Aujourd’hui les connexions entre ces deux combats me semblent limpides, mais ce n’était pas forcément le cas avant de me plonger dans le sujet. Alors, à vous qui découvrez peut-être cette nouvelle notion. Laissez-vous le temps d’y réfléchir quelques minutes. Avez-vous déjà détecté des mécanismes semblables entre oppressions des femmes et dominations des Hommes sur la nature ?
Allez, je vous explique tout !
Environnement et égalité des genres, même combat ?
Écoféminisme et ses analogies à la pelle
Si tu as déjà participé à une marche pour le climat, tu as forcément dû croiser sur ton passage ce genre de pancarte :

De plus en plus de personnes font ce fameux rapprochement entre écologie et féminisme. Et ce n’est pas un hasard ! Entre agression industrielle et agression physique, destruction environnementale et violence des hommes à l’encontre des femmes, la liste des parallèles est encore longue.
Un courant philosophique, éthique et politique soutient même qu’il y a des liens indissociables et des causes communes entre différents systèmes. Notamment celui de la domination et de l’oppression des femmes par les hommes et les systèmes de surexploitation de la nature par les Hommes, cette fois-ci avec un grand H.

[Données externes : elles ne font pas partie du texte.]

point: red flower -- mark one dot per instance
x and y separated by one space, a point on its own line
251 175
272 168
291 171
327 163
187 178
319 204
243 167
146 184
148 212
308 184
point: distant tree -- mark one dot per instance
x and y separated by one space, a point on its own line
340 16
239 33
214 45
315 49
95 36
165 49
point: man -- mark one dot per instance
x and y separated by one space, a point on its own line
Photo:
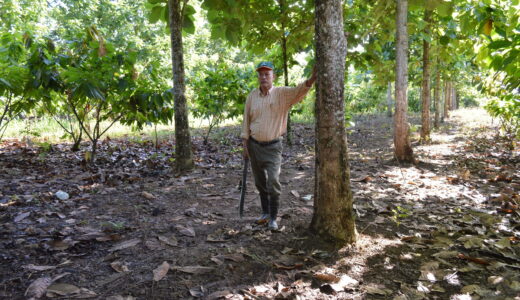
265 122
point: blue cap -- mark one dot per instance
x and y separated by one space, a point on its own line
265 65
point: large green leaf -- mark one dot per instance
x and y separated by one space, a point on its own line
156 13
499 44
188 26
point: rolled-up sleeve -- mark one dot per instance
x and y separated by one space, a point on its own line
293 95
246 124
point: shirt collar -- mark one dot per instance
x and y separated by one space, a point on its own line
268 92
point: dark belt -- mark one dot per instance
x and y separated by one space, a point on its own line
265 143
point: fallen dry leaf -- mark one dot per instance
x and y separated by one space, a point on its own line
21 216
326 277
38 287
61 289
125 244
474 259
32 267
119 267
291 267
148 196
161 271
168 240
119 297
187 231
194 269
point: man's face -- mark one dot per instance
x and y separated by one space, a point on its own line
265 78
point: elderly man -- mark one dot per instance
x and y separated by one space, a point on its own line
265 122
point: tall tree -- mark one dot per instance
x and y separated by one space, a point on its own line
333 214
403 150
425 116
436 95
389 100
183 155
447 99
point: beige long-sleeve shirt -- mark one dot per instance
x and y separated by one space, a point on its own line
265 117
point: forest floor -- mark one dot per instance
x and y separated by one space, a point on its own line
445 228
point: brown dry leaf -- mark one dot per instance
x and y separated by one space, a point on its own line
148 196
217 261
326 277
61 289
187 231
161 271
109 237
291 267
194 269
59 245
474 259
119 297
237 257
197 292
363 179
215 238
21 216
125 244
168 240
453 180
119 267
38 287
218 295
32 267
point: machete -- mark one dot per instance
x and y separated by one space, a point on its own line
243 187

En conséquence, l’écologie nécessiterait de repenser les relations entre les genres en même temps qu’entre les humains et la nature.
Ce qui implique donc directement de se libérer du capitalisme et du patriarcat.

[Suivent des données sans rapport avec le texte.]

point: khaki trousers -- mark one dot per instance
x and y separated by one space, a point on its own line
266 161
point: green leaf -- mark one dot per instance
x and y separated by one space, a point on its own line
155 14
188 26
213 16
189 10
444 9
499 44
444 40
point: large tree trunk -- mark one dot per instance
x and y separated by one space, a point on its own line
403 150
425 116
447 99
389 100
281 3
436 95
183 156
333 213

Premières impactées, premières mobilisées
En analysant la crise écologique en matière de justice environnementale, le constat est frappant. Tous les êtres humains ne sont pas responsables de ce désastre au même titre et tous les êtres humains ne sont pas victimes de ses conséquences de la même intensité.
Vous saviez que les femmes sont plus touchées par la crise climatique que les hommes ? Oui la crise climatique touche durement différentes catégories de populations, et les femmes en sont davantage victime.

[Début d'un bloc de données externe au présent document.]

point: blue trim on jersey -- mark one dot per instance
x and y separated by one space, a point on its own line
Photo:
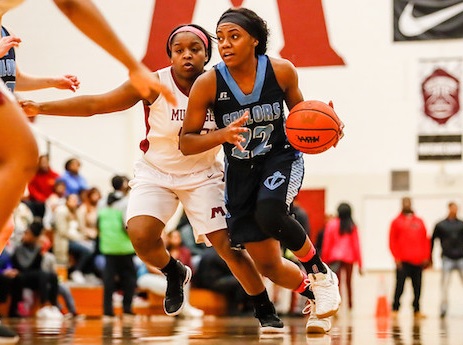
254 96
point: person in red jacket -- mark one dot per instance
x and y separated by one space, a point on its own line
41 186
411 248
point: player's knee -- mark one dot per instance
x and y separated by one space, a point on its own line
142 238
268 269
274 220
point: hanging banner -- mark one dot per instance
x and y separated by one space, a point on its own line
440 119
420 20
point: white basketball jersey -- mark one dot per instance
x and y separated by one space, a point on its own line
164 125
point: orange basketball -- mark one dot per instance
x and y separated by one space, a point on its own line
312 127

D’après l’ONU, les femmes seraient globalement plus vulnérables face aux conséquences du réchauffement climatique que les hommes. “Sécheresses, désertification, inondations sont aussi autant de menaces sur les activités agricoles dont les femmes ont majoritairement la charge, alors même qu’elles produisent dans certains pays jusqu’à 80 % de l’alimentation. Quand une catastrophe naturelle frappe une région, le risque de décès est 14 fois plus élevé pour les femmes”.
Les femmes sont donc plus sujettes à se retrouver réfugiées climatiques.
Sortir des stéréotypes de notre société genrée
Le problème ce n’est pas les hommes en tant que tels mais la façon dont les rapports hommes/ femmes se structurent dans une société patriarcale.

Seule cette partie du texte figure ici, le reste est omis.